I just set the router or more correctly the LAN to internet. I did the same for the DNS servers. These are now Internet and not Trusted. Then I rebooted. Other than some blocked inbound from the DNS, I cannot see where there is any problems. I should add that under the Advanced button of the Firewall, I do have the router listed under "this computer is a client of an ICS/NAT gateway using the ZAPro" and the router address is clearly seen in the little windows. Does this make any difference or reduce the security?

12fw

 

Most packets on the LAN would be directed at windows services (svchost(XP)) which as server rights in the trusted zone, so that unsolicited inbound would be allowed.

From the popup given by ZA when a network is found:- Trusted Zone: "Use only if you need to share files or printers with others on this network"

 

From my understanding of this, these settings are for ICS, and if the gateway is running ZA, then this option is checked.

 

Stem

But the LAN is now Internet not trusted, so would not that count, since the only Trusted is the localhost? There is no other Trusted and anything from the LAN should be internet.

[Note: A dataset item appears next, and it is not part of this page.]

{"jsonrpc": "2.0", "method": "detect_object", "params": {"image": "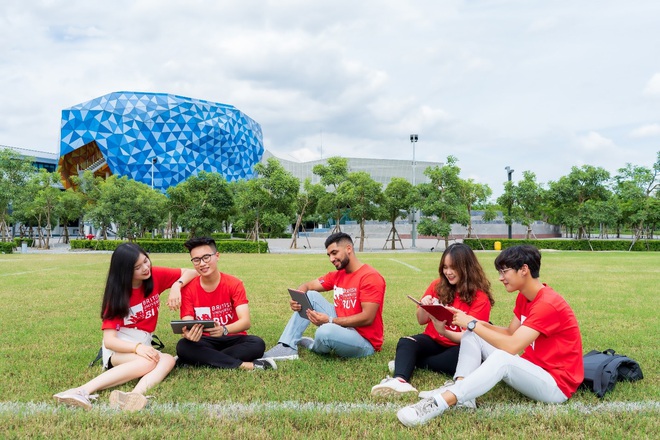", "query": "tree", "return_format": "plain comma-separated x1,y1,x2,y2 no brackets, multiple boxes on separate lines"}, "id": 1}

I do not think it means the gateway is running the ZAPro, but the PC is a client using the ZAPro that has a gateway using the router IP. The router address is clearly seen and no other. Plus I have all ICS disabled.

12fw

 

12fw,
If we look at one of the options for this:-
Forward alerts from gateway to this computer
This to me would indicate the setup of comms between the gateway and the client. So for this to happen, then both the gateway and client would need to be running ZA?

 

I also see the options "This computer is an ICS/NAT gateway" and " This computer is not on an ICS/NAT network". But if I use the second mentioned, does not defeat the NAT from the router?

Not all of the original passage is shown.